If you have your expenses in check and keep them the same, when you DO get that raise or promotion, it will be much easier to increase savings. However, usually, when we get a raise, we have a habit of doing what is called ‘lifestyle creep’ and end up increasing our spending along the way. In order to actually achieve lasting results, we have to do things better! I know this may seem obvious, but just think about how much quicker you can get to your goals if you use the increases along the way to achieve your goals, instead of just spending it. The same idea can be applied if you don’t have a raise, but instead, you’ve paid off a debt and now have a fraction of your budget freed up again. You can choose to add those funds that were previously allotted to your debts and add it to your savings; if you still have debts, you can repurpose those funds to help pay the next debt down while still adding some to your savings.
Next up, be consistent! For actions to become habits, you have to be consistent. That applies to whatever you’re doing, especially when it comes to saving or investing. When finances are involved, we can often get distracted by things like market fluctuation, what our neighbor is doing with their finances, or even.global pandemics. However, when you have resolve in what is truly important, these types of situations shouldn’t affect what YOU are trying to accomplish.This is one of the main reasons we utilize asset allocation with our investment approach. By saving consistently, it uses a calculated approach to help guide us to our financial goals. It helps mitigate risk, while also providing consistency in long term returns.

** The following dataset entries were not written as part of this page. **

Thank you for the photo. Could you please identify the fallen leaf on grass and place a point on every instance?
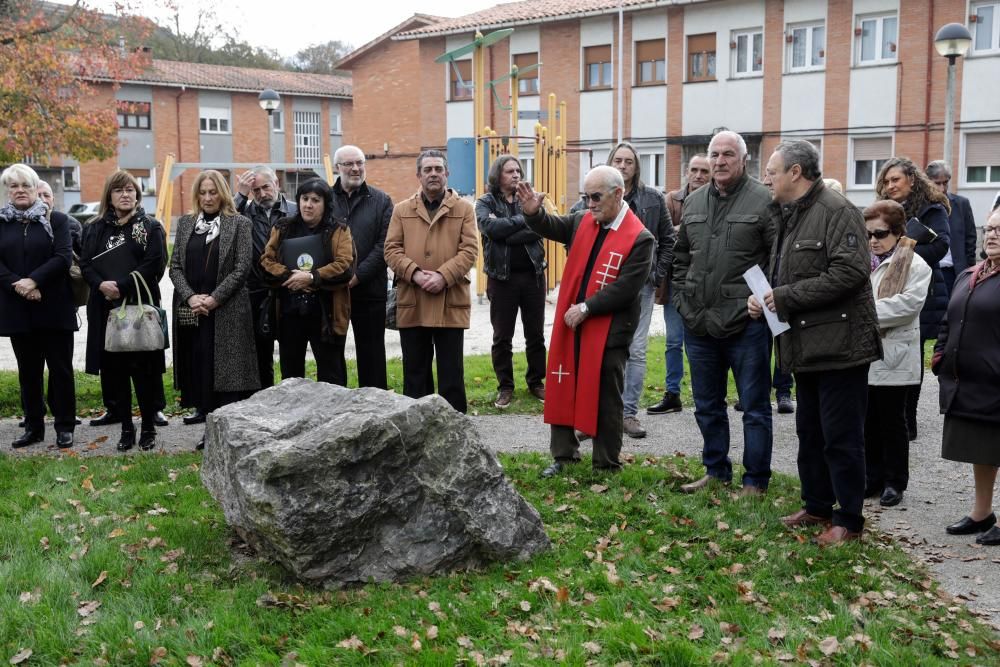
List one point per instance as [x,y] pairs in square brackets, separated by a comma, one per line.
[352,643]
[88,607]
[21,656]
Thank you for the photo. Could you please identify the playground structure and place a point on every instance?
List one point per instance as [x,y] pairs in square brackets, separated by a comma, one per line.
[550,155]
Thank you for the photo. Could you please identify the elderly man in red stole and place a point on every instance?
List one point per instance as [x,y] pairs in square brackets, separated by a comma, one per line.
[610,252]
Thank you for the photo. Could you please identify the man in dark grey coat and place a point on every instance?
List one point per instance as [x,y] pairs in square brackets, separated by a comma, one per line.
[819,272]
[725,229]
[962,245]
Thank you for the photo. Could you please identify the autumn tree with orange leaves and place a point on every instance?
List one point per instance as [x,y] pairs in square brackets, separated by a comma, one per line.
[51,60]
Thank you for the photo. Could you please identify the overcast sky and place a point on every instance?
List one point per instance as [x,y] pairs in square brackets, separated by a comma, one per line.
[290,25]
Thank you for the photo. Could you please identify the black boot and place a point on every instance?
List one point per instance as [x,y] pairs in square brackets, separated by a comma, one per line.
[127,441]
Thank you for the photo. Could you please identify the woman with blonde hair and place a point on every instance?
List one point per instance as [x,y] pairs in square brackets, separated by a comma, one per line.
[215,362]
[122,241]
[36,304]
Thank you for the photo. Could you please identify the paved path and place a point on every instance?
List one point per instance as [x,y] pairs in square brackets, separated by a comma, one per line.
[940,491]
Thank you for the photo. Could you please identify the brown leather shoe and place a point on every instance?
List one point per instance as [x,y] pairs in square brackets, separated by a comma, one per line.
[700,484]
[835,535]
[804,518]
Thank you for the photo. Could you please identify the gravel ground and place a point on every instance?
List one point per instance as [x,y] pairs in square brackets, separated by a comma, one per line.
[940,491]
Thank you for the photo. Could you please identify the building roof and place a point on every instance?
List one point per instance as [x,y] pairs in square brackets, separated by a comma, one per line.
[533,11]
[242,79]
[415,22]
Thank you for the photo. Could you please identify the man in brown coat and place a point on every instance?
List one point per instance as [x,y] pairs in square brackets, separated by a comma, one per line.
[431,245]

Lastly, you want to be realistic with your expectations and goals. For example, if you want to “become a millionaire” ask yourself “Why?” What are you looking to accomplish by becoming a millionaire? Be more specific than that when you think about your finances so that you can develop an approach that is also a realistic one. Like I mentioned in the beginning, the majority of my millionaire clients had done nothing crazy to achieve millionaire status; how they distinguished themselves and grew into that financial bracket was by being consistent, focusing on saving and keeping their financial goals prioritized appropriately. Because of deliberate actions like that, becoming a millionaire was simply a side effect. There aren’t too many things in life that you can achieve without covering the basics and financial success it one of them. Start off simple and master the basics to get where you want to go.